Die Kässbohrer Geländefahrzeug AG in Laupheim ist ein Hersteller von Pistenfahrzeugen, Strandreinigern und anderen Gelände- und Nutzfahrzeugen. Wie viele andere Unternehmen in Deutschland ist auch Kässbohrer von den steigenden Strompreisen betroffen. Doch im Jahr 2020 konnte der Fahrzeughersteller seine Energiekosten um rund 30 Prozent senken – durch eine eigene Solaranlage.
Es galt, die Produktion mit erneuerbarer Energie zu versorgen. Zusätzlich sollte die neue Solaranlage die hohen Sicherheitsstandards in Bezug auf Brandgefahr und Hochspannung erfüllen und sich in ein bestehendes Energiemanagementsystem mit zahlreichen Komponenten einfügen.
Ergebnis: Im April 2020 ließ Kässbohrer eine Photovoltaik-Anlage (PV) auf einer 6.000 Quadratmeter großen Dachfläche des eigenen Logistikzentrums in Laupheim installieren. Leistung: 750 Kilowatt-Peak (kWp). Der Wert gibt an, welche Höchstleistung in Kilowatt eine Photovoltaikanlage erbringen kann. Mit dieser Anlage kann Kässbohrer den Angaben des Herstellers gemäß jährlich die Energiekosten um einen sechsstelligen Betrag senken. Zudem reduzieren die 2.200 Solarmodule demnach die CO2-Emissionen jedes Jahr um rund 368 Tonnen.
Energiekosten senken
In Zeiten steigender Energiepreise und zunehmender Umweltbewusstheit entscheiden sich immer mehr deutsche Unternehmen für eine nachhaltige Energieversorgung durch eigene Solaranlagen.
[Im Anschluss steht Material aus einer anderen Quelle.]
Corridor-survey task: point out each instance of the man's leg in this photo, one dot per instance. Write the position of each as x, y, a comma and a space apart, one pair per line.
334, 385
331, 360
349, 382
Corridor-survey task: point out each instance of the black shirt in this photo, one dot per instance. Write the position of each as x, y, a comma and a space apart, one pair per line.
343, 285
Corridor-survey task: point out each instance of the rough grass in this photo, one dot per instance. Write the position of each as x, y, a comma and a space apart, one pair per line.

Im Jahr 2023 wurden zwölf Prozent des erzeugten Stroms in Deutschland durch Sonnenenergie produziert, der Anteil steigt seit Jahren. Vergleicht man die weltweit installierte Photovoltaikleistung, kommt das im Vergleich viel kleinere Deutschland mit 66,7 Gigawatt im Jahr 2022 auf Platz fünf, noch vor Australien, Spanien und Brasilien.
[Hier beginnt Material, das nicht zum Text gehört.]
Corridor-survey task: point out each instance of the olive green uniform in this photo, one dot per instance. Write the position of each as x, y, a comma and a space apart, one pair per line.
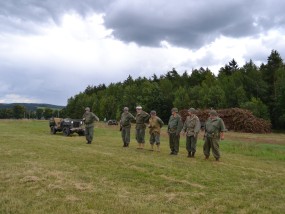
141, 119
89, 120
155, 124
191, 127
125, 123
213, 128
174, 128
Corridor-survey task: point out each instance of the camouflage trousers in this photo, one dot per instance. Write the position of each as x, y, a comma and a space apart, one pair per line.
126, 133
174, 142
154, 138
140, 135
212, 142
89, 131
191, 143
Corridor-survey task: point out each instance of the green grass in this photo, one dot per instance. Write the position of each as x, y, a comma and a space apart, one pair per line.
44, 173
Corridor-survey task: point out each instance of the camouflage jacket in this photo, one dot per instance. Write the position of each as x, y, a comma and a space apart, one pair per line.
155, 124
89, 119
192, 125
175, 124
141, 119
126, 119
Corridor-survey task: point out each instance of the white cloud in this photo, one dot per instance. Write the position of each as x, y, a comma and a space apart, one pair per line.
15, 98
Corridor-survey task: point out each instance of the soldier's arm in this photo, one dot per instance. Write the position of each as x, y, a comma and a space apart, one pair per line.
96, 118
160, 122
179, 127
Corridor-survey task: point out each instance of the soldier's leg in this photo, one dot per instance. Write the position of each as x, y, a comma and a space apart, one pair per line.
123, 133
91, 133
207, 147
216, 148
127, 136
171, 142
137, 138
157, 141
193, 145
87, 134
188, 145
176, 143
151, 140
Vor allem boomt der Betrieb von Stromspeichern im Bereich Gewerbe- und Großspeicher, wie der Bundesverband Solarwirtschaft meldet. Demnach wuchs die jährlich installierte Speicherkapazität im Gewerbebereich von 170 Megawattstunden (MWh) im Jahr 2022 um fast 150 Prozent auf 420 MWh im Jahr 2023.
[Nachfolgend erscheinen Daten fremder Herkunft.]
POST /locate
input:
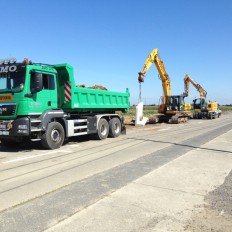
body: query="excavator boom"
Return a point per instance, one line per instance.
(187, 81)
(154, 57)
(173, 107)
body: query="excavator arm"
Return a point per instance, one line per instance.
(187, 81)
(154, 57)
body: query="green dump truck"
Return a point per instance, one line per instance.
(42, 102)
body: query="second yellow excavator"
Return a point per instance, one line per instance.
(173, 107)
(202, 108)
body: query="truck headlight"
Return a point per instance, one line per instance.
(22, 127)
(22, 131)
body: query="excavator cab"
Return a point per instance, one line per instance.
(199, 104)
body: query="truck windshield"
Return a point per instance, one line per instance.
(12, 81)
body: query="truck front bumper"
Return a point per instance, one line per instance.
(17, 127)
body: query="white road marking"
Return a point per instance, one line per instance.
(34, 156)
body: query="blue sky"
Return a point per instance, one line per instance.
(107, 42)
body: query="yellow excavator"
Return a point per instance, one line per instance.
(202, 108)
(173, 108)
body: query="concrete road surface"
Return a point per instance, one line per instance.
(156, 178)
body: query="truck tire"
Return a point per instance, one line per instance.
(53, 138)
(115, 127)
(102, 129)
(210, 116)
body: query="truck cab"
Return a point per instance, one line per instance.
(42, 102)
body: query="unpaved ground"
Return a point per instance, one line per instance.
(216, 214)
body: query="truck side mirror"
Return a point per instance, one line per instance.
(36, 82)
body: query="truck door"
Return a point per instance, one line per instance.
(47, 97)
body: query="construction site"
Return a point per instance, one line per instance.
(116, 116)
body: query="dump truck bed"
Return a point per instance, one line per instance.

Einer der größten Anreize: steuerliche Vergünstigungen. Sowohl die Anschaffungskosten als auch die Betriebskosten können unter Umständen steuerlich abgesetzt werden, etwa über einen Investitionsabzugsbetrag, eine Sonderabschreibung oder durch Absetzung für Abnutzung. So eine Anlage erzeugt oft für 20 oder mehr Jahre zuverlässig Strom, und je nach Größe und betrieblichen Voraussetzungen werden die Anschaffungskosten schon nach fünf bis zehn Jahren durch die Solarerträge gedeckt. So können Unternehmen also nicht nur Energiekosten sparen, sondern auch Einnahmen erzeugen, durch die Einspeisevergütung. Überschüssige Energie geht in das Netz und wird vergütet.
Aktiver Klimaschutz
Mit der Entscheidung für Solaranlagen tragen Unternehmen aktiv zum Klimaschutz bei. Sie reduzieren ihren CO2-Fußabdruck, indem sie auf fossile Brennstoffe verzichten und stattdessen sauberen, erneuerbaren Strom nutzen. Das entspricht zunehmend den Erwartungen von Kunden und Geschäftspartnern. Immer mehr Menschen in Deutschland legen Wert auf nachhaltiges Handeln.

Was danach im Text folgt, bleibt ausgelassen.